Brain Nervous System — OpenTelemetry Observability

Shipped: 2026-04-13 Scope: Full 5-layer OTel pipeline + deterministic smoke test Companion docs: docs/architecture/ARCHITECTURE.md

Why

The brain produces thoughts (marker emissions, broadcasts, injections). Before this work, to verify that a broadcast actually reached a session we had to ask the agent “did you see it?” — interrogating the brain instead of reading the nerve signal. This made validation slow, unreliable, and unscalable.
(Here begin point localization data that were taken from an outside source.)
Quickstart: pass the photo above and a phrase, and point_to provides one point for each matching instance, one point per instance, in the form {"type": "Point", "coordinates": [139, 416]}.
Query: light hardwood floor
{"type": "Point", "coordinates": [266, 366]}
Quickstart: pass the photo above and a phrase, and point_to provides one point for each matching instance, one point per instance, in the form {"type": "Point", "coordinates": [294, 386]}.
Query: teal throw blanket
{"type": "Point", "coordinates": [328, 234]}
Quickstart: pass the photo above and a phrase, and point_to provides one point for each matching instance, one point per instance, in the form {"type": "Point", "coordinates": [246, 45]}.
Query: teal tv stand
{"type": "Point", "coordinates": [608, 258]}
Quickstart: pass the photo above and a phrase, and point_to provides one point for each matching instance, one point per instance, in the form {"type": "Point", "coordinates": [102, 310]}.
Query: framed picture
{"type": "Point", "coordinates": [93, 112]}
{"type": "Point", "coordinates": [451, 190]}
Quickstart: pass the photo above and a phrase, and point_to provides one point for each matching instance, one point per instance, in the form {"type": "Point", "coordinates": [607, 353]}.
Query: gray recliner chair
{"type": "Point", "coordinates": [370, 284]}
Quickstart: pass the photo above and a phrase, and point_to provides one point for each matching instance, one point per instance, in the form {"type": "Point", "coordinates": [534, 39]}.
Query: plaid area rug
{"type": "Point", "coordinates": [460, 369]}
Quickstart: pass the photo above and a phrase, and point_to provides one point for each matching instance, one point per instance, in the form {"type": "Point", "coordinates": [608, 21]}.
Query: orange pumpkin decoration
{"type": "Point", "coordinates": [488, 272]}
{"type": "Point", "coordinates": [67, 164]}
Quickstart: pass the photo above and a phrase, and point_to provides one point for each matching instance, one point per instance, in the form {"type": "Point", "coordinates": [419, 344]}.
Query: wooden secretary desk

This doc describes the nervous system: the deterministic telemetry pipeline that observes every brain event as an OTel span or log, landing in ClickHouse + Langfuse, queryable from Grafana, and smoke-testable via a single CLI.

Architecture

LAYER 1 — Claude Code native OTel (zero code)
  ~/.claude/settings.json env vars
    CLAUDE_CODE_ENABLE_TELEMETRY=1
    CLAUDE_CODE_ENHANCED_TELEMETRY_BETA=1
    OTEL_EXPORTER_OTLP_ENDPOINT=http://${OTEL_HOST}:4318
    OTEL_EXPORTER_OTLP_PROTOCOL=http/protobuf
    OTEL_SERVICE_NAME=claude-code-home
  Emits: claude_code.user_prompt, claude_code.tool_result,
         claude_code.api_request, plus metrics (tokens, cost, active_time)
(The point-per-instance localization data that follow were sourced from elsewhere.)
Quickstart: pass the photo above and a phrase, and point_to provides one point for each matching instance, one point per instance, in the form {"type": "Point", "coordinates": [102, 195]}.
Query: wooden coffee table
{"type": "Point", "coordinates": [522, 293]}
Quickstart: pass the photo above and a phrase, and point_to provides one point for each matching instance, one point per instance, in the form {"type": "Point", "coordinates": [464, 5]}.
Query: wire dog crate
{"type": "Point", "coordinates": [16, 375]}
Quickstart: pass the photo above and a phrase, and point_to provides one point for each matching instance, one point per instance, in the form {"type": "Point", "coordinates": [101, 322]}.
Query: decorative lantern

LAYER 2 — Agentihooks structured spans
  agentihooks/hooks/telemetry.py
    emit_span(name, attrs)
    span_ctx(name, attrs) → wraps block with duration
    emit_log(message, attrs) → OTLP /v1/logs fan-out
  Three instrumented functions emit three span types:
    brain.inject         brain_adapter._publish_entries
    brain.marker_write   brain_writer_hook.write_markers
    brain.delivery       broadcast.check_and_inject_broadcasts (per message)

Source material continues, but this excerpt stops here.